80 years after the fire

Saturday, June 25, 2011
Monday marks the 80th anniversary of the Spencer fire of 1931. Started by a boy with a firework, the fire resulted in about $1.2 million in damages and was at least partially responsible for the statewide ban of fireworks six years later. (Photo courtesy of Parker Museum archives)

A dropped sparkler changed the skyline and history of Spencer forever. Monday marks the 80th anniversary of that fateful action.

It was a hot summer day -- 97 degrees with a wind of 25 to 35 mph -- when three boys walked into Bjornstad Drug Store to purchase fireworks from the largest stock the store had ever carried.
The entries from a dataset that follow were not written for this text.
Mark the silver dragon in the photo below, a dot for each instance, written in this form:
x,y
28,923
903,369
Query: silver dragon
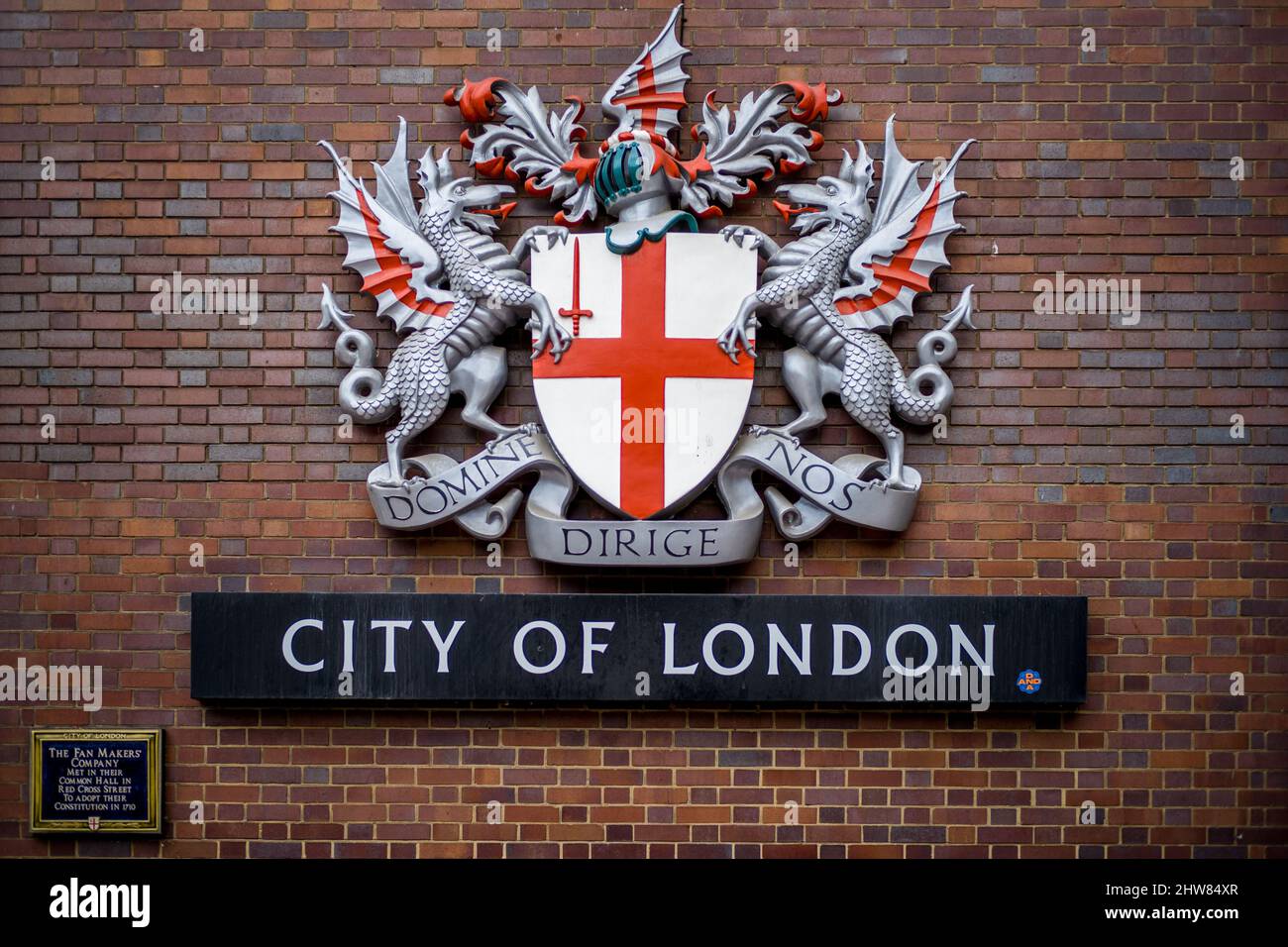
x,y
438,273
One boy used a punk to light a firework inside the store.

As it flared up, the boy dropped it as store associate Andrew Wahlstrom attempted to grab it. That attempt was futile and an explosion resulted.

"The actual culprit has never been divulged, though some people have claimed it," said Martin Arthur, who edited Julie Schmidt's book "Conflagration: The Great Spencer Fire of 1931."

In 1956, the Des Moines Register published an interview with Otto Bjornstad, Jr., the son of the store's owner. He named then 11-year-old Billy Kilpatrick as the culprit and Metz Anderson Jr. as one of his companions.

Just before the 50th anniversary of the fire, the Spencer Daily Reporter included an interview with Anderson's former wife Helen Sheely. She stated Anderson had always claimed "that neither he nor the other boy dropped the sparkler. He said it was the clerk who lit the sparkler and that she was the one who got scared and dropped it."

Conspiracy theories about who started the fire and why never seemed to take root. Instead, a different conspiracy was at work, Arthur believes.

"It there was a conspiracy, it was to hide the true identity of the person who started the fire," Arthur said. "The town conspired to do it. There were probably a lot of people who knew but wanted to keep it a secret."

Instead of putting blame on the fire's initiator, the city got to work on the rebuilding process.

Regardless of the Great Depression, and perhaps partly because of it, the buildings that were lost were quickly replaced. None was quicker replaced than the New Spencer Theatre, which opened its doors Sept. 3. In all, 20 new buildings were built.

"It is amazing, especially when you look at how long it takes to rebuild now," Arthur said. " ... People wanted to heal as fast as possible. Businessmen were not making money without their stores. I think they needed to get back to normal."

The progress did not go unnoticed.

President Herbert Hoover sent a telegram to J.R. McKee of the Spencer Reporter Dec. 10, 1931.

"I am interested to learn of the courage and enterprise with which the businessmen of Spencer, Iowa, have restored the portion of the city destroyed with such heavy loss last June, and extend to the community my hearty congratulations on its spirit and achievement," Hoover wrote.

Because of the massive movement to rebuild, Spencer is known for its large collection of art deco buildings in the Central Business District.

The fire is also known as one of the driving factors for firework-banning legislation in 1937, though a similar fire on July 4, 1936, in Remsen appeared to be the final straw. That fire caused about $600,000 in damages, compared to the $1,203,178 price tag for rebuilding from the Spencer fire.

Schmidt tried to put history in context as she concluded "Conflagration."

"The positive attitude of Spencer's business community and its leadership led to a remarkable rebuilding of this town of just 5,000 during the depths of the Depression," Schmidt wrote. "And more than the legacy of 'the boy who started the blaze,' this legacy of the 'little town that could' is what continues to thrive in Spencer, Iowa. ... The legacy of the great Spencer fire of 1931 survives. Do not forget our history, for it is what makes us who we are."